«Também havia a voz. A madrinha tinha uma daquelas
vozes afectadas de lady inglesa, oscilando
entre agudos e graves como um adolescente a amadurecer, mas com o sotaque
carregado, as vogais rudes e as interjeições dum lavrador. Agora que dedico
algum tempo a pensar nisso, não era com a nobreza britânica que a madrinha mais
se parecia, mas com as preceptoras da
nobreza britânica. Quando lhe ouvíamos a voz a progredir pelos corredores e
pelas divisões da casa, espécie de miasma que se infiltrava por qualquer
frincha e a qualquer hora, o nosso estremecimento não era de súbditos receosos
do alcance do poder real, mas de pupilos que odeiam e temem a velha ama
germânica que a família mantém como tradição orgulhosa nas folhas de pagamento mensais.
(Qualquer comparação com bruxas verrugosas e histéricas teria igualmente
cabimento: a madrinha parecia ter sido concebida ou treinada para ser prova de
verosimilhança de todos os clichés.)
Um verdadeiro fenómeno era a sua gargalhada. Já
imaginaram alguém dar sonoras gargalhadas sem que no seu rosto houvesse um
indício de riso ou divertimento? A madrinha não tinha humor (embora utilizasse
doses regulares de sarcasmo), mas isso não a impedia de acompanhar (e na
verdade suplantar) as reacções a certos comentários ou piadas que se produziam
à mesa. Ela gargalhava com a mesma força de quem expele um osso de frango da
garganta, percutindo as paredes da sala como o equipamento sobredimensionado de
uma discoteca ou fazendo drapejar os cortinados como um vento dos que activam
avisos da meteorologia, mas os seus olhos mantinham a mesma vigilância censória
e fria sobre os circunstantes, não traíam um único momento de cumplicidade ou empatia.
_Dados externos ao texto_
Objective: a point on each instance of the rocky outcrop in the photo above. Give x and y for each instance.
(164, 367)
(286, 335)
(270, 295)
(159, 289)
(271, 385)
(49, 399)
A madrinha zelava pela casa e pelas tradições com o
empenho exacerbado e anacrónico de aias e ministros de casas reais que na devida
altura advertiram os senhores para os perigos dos caminhos que trilhavam. Ela
tivera razão antes de tempo, mas não lhe cabia tomar as decisões (era uma
matriarca que reconhecia a legitimidade do poder patriarcal), e quando o pôde
fazer, demasiado tarde para evitar a queda em desgraça, já não conseguia deixar
de agir como o último dos miguelistas — o ódio, a frustração e o desejo de
vingança a dominarem cada segundo do dia.»